Hello and welcome back to the blog!
Today I am writing an exciting post all about my new share horse- Echo. I have been so lucky to be able to find her and I already feel so much more like myself now that I am riding again. I am still trying to get into a riding routine and it is still much less than I would like to be riding but it is a start.
Echo is an 8 year old, chestnut, thoroughbred mare. I was definitely slightly concerned when her owner matched me up with her because I’m more of a gelding gal and a chestnut mare is like a whole sub-category of mare.
She has quite a sad story- she was owned by a person who did not look after their horses and she had been tied down from her bit by bailing twine at a young age. This has impacted her since. Her now (lovely) owner, bought her, her mum and her dad all on the same day (of course we all know, horses are like chocolates, you can’t have just one!). I thought it was so cute that she bought all three of them, and they have never been apart since. While I thought this was nice, I was also worried for Echo’s independence, especially because she is very close with her mum (Honey).
Echo has quite small eyes, which from my studies of reading a horses face, I know this means that she is a slow learner and easily confused. Don’t get me wrong, she is still clever, she just takes time to work through her worry. She is also quite sensitive too. She does have quite large and undefined ears and a lovely square muzzle which makes her dependable.
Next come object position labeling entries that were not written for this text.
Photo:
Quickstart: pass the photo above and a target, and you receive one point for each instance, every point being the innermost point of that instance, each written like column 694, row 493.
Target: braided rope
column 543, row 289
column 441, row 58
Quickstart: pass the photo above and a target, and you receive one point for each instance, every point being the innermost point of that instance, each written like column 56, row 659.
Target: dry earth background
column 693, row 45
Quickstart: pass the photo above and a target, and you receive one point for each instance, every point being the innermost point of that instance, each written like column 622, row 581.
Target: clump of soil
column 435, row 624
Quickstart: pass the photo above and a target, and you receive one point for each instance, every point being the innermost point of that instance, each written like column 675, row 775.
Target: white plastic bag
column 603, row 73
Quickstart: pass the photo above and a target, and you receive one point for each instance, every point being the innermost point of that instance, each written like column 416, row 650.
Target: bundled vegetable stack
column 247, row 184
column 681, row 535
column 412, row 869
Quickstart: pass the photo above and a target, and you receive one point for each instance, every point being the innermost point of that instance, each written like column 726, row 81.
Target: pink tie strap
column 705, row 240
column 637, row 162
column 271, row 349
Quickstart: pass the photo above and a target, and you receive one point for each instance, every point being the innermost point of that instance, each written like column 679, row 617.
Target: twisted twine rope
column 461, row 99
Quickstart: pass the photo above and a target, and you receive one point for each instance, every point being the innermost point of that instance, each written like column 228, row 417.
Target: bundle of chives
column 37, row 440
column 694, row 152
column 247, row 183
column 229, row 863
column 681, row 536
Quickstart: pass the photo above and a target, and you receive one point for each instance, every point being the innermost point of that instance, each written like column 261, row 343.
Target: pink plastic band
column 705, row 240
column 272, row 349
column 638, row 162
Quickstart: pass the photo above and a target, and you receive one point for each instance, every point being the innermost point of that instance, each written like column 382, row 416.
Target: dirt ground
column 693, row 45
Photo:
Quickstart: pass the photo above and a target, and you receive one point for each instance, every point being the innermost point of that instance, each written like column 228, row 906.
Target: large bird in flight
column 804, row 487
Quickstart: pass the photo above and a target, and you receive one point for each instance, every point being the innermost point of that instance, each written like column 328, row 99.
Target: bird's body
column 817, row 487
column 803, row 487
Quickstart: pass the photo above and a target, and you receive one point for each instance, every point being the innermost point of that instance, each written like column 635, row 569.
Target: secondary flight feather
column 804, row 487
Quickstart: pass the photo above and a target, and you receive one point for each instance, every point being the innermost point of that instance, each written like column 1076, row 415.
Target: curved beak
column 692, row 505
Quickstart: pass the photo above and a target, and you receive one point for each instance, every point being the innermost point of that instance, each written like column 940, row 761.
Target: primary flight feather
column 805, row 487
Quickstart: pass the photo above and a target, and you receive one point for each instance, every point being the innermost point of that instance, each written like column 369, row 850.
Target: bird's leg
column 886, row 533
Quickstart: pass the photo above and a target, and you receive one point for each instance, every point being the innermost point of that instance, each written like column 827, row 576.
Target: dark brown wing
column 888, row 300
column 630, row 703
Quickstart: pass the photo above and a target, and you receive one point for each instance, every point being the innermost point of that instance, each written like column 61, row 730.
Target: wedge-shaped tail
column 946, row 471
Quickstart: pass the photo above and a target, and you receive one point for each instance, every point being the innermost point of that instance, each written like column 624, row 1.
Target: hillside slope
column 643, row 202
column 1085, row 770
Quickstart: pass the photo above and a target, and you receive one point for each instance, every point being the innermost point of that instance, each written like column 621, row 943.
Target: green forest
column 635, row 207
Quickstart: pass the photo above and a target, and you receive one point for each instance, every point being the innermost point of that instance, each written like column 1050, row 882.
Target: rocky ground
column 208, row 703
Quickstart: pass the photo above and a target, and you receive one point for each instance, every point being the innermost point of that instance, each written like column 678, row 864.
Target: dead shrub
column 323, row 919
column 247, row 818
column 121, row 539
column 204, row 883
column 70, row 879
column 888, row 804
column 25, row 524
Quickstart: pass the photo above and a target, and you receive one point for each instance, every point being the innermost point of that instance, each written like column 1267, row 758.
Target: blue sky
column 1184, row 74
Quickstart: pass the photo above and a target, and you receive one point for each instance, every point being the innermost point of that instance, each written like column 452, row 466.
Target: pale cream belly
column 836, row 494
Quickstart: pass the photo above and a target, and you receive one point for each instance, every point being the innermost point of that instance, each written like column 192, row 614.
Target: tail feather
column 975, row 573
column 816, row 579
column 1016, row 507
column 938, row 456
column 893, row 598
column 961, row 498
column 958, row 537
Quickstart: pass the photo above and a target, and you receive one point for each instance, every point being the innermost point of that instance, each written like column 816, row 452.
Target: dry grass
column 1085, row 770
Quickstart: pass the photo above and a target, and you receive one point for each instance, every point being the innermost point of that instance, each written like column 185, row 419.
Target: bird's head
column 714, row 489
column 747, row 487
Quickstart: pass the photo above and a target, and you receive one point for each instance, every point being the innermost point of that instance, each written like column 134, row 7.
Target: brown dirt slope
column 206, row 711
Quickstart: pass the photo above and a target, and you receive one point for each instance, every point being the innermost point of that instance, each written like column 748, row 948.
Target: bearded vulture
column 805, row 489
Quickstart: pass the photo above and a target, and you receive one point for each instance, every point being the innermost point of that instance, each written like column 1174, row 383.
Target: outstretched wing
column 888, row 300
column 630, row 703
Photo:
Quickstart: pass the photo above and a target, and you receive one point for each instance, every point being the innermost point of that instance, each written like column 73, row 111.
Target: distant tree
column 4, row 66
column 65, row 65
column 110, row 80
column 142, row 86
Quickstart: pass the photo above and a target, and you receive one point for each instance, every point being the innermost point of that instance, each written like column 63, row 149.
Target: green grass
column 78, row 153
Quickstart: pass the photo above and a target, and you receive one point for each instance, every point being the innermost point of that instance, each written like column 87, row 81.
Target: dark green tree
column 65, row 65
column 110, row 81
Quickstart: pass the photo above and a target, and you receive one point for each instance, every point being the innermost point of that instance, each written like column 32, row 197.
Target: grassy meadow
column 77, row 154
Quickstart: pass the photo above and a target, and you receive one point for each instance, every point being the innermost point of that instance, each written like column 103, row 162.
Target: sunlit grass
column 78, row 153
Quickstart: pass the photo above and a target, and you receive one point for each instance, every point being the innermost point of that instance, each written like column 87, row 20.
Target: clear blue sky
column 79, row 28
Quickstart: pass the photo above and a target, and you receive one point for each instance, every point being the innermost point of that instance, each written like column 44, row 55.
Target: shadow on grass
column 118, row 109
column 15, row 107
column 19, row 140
So, for me, my initial understanding was that she will be a dependable horse but she has to trust you and you have to take it slowly with her.
I rode Echo for the first time one evening and she was quite tense, especially in trot. She seemed very unsure of me and thought I was going to pull on her mouth. She has developed a bit of a fear of being pulled which is completely understandable given her history. She did settle down more but not to the point where I felt she was comfortable with me.
Fast forward to the second ride and my main focus was on encouraging as much relaxation as possible and to let her learn that I won’t hurt her or ask her to do anything she is not able to do. We definitely achieved this goal. For the first five minutes, Echo was pretty forward and she shouted on her mum a few times but as we started working, she settled down and was working beautifully long and low. By the end of the ride, I was walking and trotting around with my reins at the buckle and we were both super relaxed. Her owner has definitely put a lot of work into her as she is very responsive to subtle aids.
I feel like we reached an understanding on this ride and I felt like I could trust her more too, even on the ground. When we were catching her she did a great big buck and did not want to be caught which made me wary of her, but in actual fact she is a complete sweetheart (though a brat to catch at times her owner says!). I do hope she will start to catch better once we get to know each other more.
I’m really looking forward to working with her more. We don’t really have any major goals because I know that I will be looking for a new horse in the coming months, but I will be happy if we are both enjoying ourselves and if we can be working nicely in the meantime.
So that’s my little update on Echo, I hope to post more about her and other topics in the coming weeks.